A Henry viene l’idea di rappresentare una pièce teatrale, in cui coinvolgono anche Fanny, Con le prove si spalanca un universo per tutti destabilizzante: nella recita sono messi in discussione ruoli, convenzioni, codici morali. Ma il ritorno di sir Thomas interrompe tutto, e piano piano l’ordine sarà restaurato. Ora, proprio Fanny, la figlia adottata – ma vero “erede” di sir Thomas – , si mostra la più inflessibile nel difendere quella pacata tranquillità, che non va intesa come quieto vivere, ma è un punto di arrivo poiché costa una immensa forza morale, e la adesione convinta a un sistema di valori. Si tratta di una “tranquillità” che può anche conservare lo status quo ma coincide per la Austen con la rinuncia all’egotismo e a una smaniosa, aggressiva affermazione di sé. Fanny vince non agendo. La sua “timidezza” appare scandalosa (per qualche verso mi ha ricordato la manzoniana Lucia). Henry Crawford si innamora di lei ma lei lo respinge perché sa recitare troppo bene ogni parte e dunque non sa chi è veramente (poi lui fuggirà con la cugina di Fanny, Maria, già sposata, causando uno scandalo), così come Edmund si sottrae alla seduzione di Mary. Alla fine si sposano proprio Fanny ed Edmund.

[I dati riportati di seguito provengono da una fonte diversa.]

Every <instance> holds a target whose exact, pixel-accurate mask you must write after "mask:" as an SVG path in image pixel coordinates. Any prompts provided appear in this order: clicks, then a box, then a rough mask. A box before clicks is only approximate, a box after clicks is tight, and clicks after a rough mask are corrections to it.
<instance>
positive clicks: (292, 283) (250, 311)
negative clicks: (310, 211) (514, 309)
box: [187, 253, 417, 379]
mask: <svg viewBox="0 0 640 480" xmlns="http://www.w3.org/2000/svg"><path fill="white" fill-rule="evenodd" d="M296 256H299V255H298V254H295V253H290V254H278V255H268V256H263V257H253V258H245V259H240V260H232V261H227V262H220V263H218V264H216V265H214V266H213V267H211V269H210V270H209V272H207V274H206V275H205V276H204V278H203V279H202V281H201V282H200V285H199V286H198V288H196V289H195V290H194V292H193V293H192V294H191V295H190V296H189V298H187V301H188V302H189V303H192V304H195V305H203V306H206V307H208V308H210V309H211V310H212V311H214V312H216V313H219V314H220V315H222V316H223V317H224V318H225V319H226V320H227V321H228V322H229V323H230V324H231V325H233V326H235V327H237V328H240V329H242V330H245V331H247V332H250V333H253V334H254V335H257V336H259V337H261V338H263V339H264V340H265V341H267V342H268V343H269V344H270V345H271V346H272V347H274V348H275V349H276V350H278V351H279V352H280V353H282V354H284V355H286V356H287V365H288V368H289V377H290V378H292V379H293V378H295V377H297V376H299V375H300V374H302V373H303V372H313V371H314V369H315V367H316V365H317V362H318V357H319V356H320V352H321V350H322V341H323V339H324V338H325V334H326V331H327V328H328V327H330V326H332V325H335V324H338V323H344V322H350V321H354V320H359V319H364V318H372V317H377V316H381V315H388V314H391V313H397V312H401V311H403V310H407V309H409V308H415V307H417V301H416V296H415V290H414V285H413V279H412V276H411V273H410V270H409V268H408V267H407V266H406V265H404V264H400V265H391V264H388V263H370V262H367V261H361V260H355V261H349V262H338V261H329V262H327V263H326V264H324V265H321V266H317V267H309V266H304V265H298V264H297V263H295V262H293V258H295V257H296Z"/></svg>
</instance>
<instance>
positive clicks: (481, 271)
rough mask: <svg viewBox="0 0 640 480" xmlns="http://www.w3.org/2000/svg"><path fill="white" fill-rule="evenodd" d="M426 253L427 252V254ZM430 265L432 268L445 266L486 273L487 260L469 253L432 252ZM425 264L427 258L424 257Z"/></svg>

Trilling parla di Mansfield Park nel suo fondamentale saggio Sincerità e autenticità e ha l’ardire di contrapporre Jane Austen nientemeno che ad Hegel! In che senso? Fanny Price, ovvero la Austen, non crede nella dialettica (nucleo della “mentalità moderna”), in quel singolare congegno per cui il male si trasforma nel bene, la purezza ce l’ha solo chi l’ha persa, il sé deve negarsi per realizzarsi, e di ogni evento importa solo cosa diventerà. No, per lei il male resta male e basta, la negazione del sé conduce solo alla sua distruzione, e conta solo l’adesso: «È nelle richieste del momento presente che le cose sono ciò che sono, non nel futuro che si sta per dispiegare».

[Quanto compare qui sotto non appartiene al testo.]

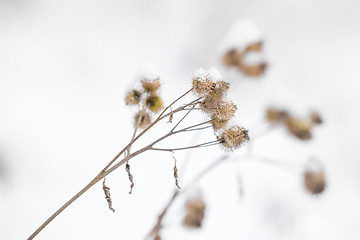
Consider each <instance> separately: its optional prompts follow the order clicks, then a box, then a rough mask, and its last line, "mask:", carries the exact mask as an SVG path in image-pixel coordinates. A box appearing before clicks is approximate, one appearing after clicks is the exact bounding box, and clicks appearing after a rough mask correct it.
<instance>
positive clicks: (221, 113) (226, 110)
mask: <svg viewBox="0 0 360 240" xmlns="http://www.w3.org/2000/svg"><path fill="white" fill-rule="evenodd" d="M236 110H237V107H236V105H235V104H234V103H233V101H227V102H225V101H223V102H220V103H219V104H218V107H217V109H216V114H217V118H218V119H221V120H229V119H231V118H232V117H234V115H235V112H236Z"/></svg>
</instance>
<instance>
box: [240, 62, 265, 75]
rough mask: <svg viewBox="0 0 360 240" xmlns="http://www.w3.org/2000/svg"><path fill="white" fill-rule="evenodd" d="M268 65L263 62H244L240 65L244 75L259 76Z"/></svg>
mask: <svg viewBox="0 0 360 240" xmlns="http://www.w3.org/2000/svg"><path fill="white" fill-rule="evenodd" d="M267 67H268V65H267V63H265V62H262V63H258V64H245V63H243V65H242V70H243V72H244V74H245V75H247V76H249V77H260V76H262V75H263V74H264V73H265V71H266V69H267Z"/></svg>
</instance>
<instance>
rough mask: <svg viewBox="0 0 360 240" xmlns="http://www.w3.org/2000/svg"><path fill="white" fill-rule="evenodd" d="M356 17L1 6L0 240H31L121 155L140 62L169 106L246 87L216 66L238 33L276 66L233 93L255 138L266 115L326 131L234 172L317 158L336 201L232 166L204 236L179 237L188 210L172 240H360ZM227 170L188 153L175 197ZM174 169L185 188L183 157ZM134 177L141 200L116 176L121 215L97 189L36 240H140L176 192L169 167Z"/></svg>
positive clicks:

Inoltre: secondo Trilling la Austen contesta qualsiasi morale eroica (così come fanno Wordsworth e la tradizione rabbinica). Per definire la verità ultima dell’esistenza il critico indica un “sentimento dell’essere” (sentiment of Being): sentimento di esserci (biologicamente), prima di ogni determinazione sociale o culturale, insomma la vita che si giustifica in se stessa, qui ed ora, senza che debba essere riscattata da un eroismo, dallo stile, dal coraggio, dal genio, dalla lotta, dal rinvio al futuro, etc. Il mondo non va rifatto, ed è fondamentalmente buono, come ci ricorda la Torah. La docile, pietosa Fanny aspira a una vita vissuta senza urgenza né ansietà, unicamente per se stessa; lontana da qualsiasi sogno bovaristico di renderla eccitante. Potrebbe anche essere una immagine regressiva ma a me sembra liberatoria: redime l’esistenza incolore e apparentemente priva di significato di tante persone che non si sono “realizzate” né si sono distinte per qualche azione speciale, e anzi che neanche smaniavano di “realizzarsi”, come ad esempio la indolente Lady Bertram, incollata al sofà: la Austen la tratta con tenerezza proprio in quanto scialba, inconsapevole di tutto.